FREE plans/instructions for easy to make magic box! 
no, this is not my own invention, it's been around a LONG time....
but they're fun to make and fun to show to the little ones especially. (put a coin or favorite candy inside so they get a prize when they open it!)
i hope this puts a smile on someone's face, my boxes all have given me tons of fun!
needed: 
table saw 
1x4 pine 
screws 
glue 
use the table saw to make 6 exact 4" squares. 
then tilt blade to 45* as shown below and 45 all 4 sides exact as well....


----------



## DangerMouse (Jul 17, 2008)

*next...*

Then glue edges together with weighted clamps and wood glue for an hour. 
then predrill and sink long screws (2") into the edges to strengthen the glue joints. 
people will tug and twist a lot on these.


----------



## DangerMouse (Jul 17, 2008)

When finished, stain/varnish/paint/decorate to taste. 
if stained, be sure to seal it with clear coat before passing it around. 
your finished box should look similar to this. 
The other boxes shown ARE my originals and more can be seen here if anyone is interested.
http://www.youtube.com/user/MickeySoume

*enjoy*


----------



## gma2rjc (Nov 21, 2008)

I made 2 of these boxes. But I made all of the squares 3.5" instead of 4". They were pretty easy to do. 

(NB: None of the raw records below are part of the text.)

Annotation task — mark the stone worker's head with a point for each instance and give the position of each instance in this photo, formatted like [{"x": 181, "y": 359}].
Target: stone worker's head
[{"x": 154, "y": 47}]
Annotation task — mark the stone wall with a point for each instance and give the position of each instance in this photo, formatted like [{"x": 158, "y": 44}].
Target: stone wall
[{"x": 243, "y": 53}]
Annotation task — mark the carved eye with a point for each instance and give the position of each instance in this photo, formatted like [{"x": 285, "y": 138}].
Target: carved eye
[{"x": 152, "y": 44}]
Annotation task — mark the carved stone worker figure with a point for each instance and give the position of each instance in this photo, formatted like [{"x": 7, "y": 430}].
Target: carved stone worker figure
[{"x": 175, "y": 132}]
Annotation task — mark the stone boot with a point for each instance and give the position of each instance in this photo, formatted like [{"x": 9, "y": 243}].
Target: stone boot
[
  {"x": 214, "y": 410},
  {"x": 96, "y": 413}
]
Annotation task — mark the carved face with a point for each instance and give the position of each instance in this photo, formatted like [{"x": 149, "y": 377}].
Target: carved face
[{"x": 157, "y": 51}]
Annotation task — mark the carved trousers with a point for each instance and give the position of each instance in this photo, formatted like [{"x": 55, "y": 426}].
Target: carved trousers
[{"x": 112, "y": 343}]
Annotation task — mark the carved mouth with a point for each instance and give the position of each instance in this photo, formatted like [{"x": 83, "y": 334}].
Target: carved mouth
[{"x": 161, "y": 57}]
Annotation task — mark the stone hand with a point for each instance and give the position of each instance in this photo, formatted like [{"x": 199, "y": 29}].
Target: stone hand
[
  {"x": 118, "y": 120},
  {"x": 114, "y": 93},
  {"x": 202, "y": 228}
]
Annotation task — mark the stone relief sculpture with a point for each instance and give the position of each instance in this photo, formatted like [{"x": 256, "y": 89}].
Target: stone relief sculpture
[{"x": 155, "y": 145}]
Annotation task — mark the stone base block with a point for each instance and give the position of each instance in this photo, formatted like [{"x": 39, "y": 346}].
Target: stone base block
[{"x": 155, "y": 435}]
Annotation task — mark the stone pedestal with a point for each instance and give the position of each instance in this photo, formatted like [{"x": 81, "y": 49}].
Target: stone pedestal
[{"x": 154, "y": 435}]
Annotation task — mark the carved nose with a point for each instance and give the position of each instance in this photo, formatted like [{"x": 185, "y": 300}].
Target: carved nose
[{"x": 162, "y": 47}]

I put a knob on top of them and used the same style of knobs to give them feet. One just has stain on it and I painted the other one.

The kids (young and old) are having fun with them. :thumbup:


----------



## DangerMouse (Jul 17, 2008)

dang! i'm jealous! those look WAY better than MY piece of crap!

GREAT JOB! i love the addition of the feet too. now do some in hardwood..... lol

DM


----------



## gma2rjc (Nov 21, 2008)

Thanks. Those are from a 1x4" pine board I had. The miter cuts aren't quite perfect, so there are little gaps. 

I am going to make a couple more, but each square will be 2.5". That would make it even easier for the little guys to get their fingers around it. 

I'll also make sure to put the screw through the lid to hold the knob on before I assemble the box. 

These were fun to make. Thanks for posting the instructions!


----------